Esto es lo que personas como JM Santos y sus adláteres de clase no pueden entender fácilmente y, para medio aceptarlo, deben estrellarse con la realidad como le acaba de pasar estos días con el tal paro agrario étnico y popular que se acaba de realizar: Que la formidable movilización popular ha hecho retroceder una vez más a los robots de la Policía del anillo, a los militaristas y guerreristas infiltrados de todos los pelambres, a los divisionistas oficiales, con la única arma que han heredado desde hace muchos años: con disciplina y doctrina.

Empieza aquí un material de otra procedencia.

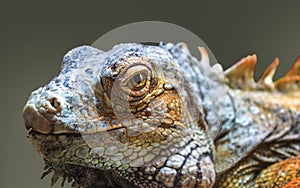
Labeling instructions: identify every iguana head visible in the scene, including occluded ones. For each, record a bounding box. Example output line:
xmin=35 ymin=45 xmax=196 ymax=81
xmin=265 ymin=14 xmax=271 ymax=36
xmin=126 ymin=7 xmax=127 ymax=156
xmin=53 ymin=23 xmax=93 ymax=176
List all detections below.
xmin=23 ymin=44 xmax=215 ymax=187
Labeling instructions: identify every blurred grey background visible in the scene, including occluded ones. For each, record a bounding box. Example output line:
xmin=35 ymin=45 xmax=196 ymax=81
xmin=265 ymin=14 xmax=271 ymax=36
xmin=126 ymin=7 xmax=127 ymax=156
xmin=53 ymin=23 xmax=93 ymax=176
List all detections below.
xmin=0 ymin=0 xmax=300 ymax=188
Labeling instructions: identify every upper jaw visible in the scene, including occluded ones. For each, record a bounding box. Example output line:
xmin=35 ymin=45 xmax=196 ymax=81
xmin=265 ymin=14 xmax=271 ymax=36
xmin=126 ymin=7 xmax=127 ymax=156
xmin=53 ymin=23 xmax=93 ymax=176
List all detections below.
xmin=23 ymin=104 xmax=75 ymax=134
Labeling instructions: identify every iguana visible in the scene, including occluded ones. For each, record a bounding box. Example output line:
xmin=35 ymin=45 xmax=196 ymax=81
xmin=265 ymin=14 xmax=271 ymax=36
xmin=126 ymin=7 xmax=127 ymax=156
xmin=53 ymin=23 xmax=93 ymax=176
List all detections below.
xmin=23 ymin=43 xmax=300 ymax=188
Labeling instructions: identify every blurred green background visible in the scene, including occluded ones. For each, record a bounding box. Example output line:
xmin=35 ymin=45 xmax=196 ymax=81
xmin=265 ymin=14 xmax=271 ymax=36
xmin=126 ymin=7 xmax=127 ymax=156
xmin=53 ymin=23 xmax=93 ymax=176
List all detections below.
xmin=0 ymin=0 xmax=300 ymax=188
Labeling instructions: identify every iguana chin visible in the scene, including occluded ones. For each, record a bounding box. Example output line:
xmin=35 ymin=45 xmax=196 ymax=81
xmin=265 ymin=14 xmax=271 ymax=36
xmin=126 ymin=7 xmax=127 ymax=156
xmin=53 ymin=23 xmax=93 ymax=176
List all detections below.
xmin=23 ymin=43 xmax=300 ymax=187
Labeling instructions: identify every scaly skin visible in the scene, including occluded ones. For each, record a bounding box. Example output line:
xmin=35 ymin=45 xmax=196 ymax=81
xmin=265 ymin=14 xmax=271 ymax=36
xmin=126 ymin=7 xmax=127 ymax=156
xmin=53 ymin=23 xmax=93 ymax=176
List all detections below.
xmin=23 ymin=44 xmax=300 ymax=187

No es sino ver la respuesta disciplinada y serena de los “labriegos” a las embestidas violentas de los militares, y leer el acuerdo doctrinario que acaban de firmar Gobierno y dirigentes agrarios, étnicos y populares, para ver el fondo y la esencia de lo que está en movimiento:

Una refrendación popular directa y democrática de una transición social posible y deseable, que se va a parir con los acuerdos de La Habana por firmar, y que desde ya empieza a dejar obsoleta la polarización mediática que se está montando entre el plebiscito santista y el firmatón uribista.

Es también lo que los alumnos de Marulanda Vélez han dicho innumerables veces y JM Santos tampoco ha podido entender: “No nos vamos a desmovilizar o a acabar. Simplemente nos vamos a trasformar”.

Hombre, ¿por qué le es tan difícil entender esto?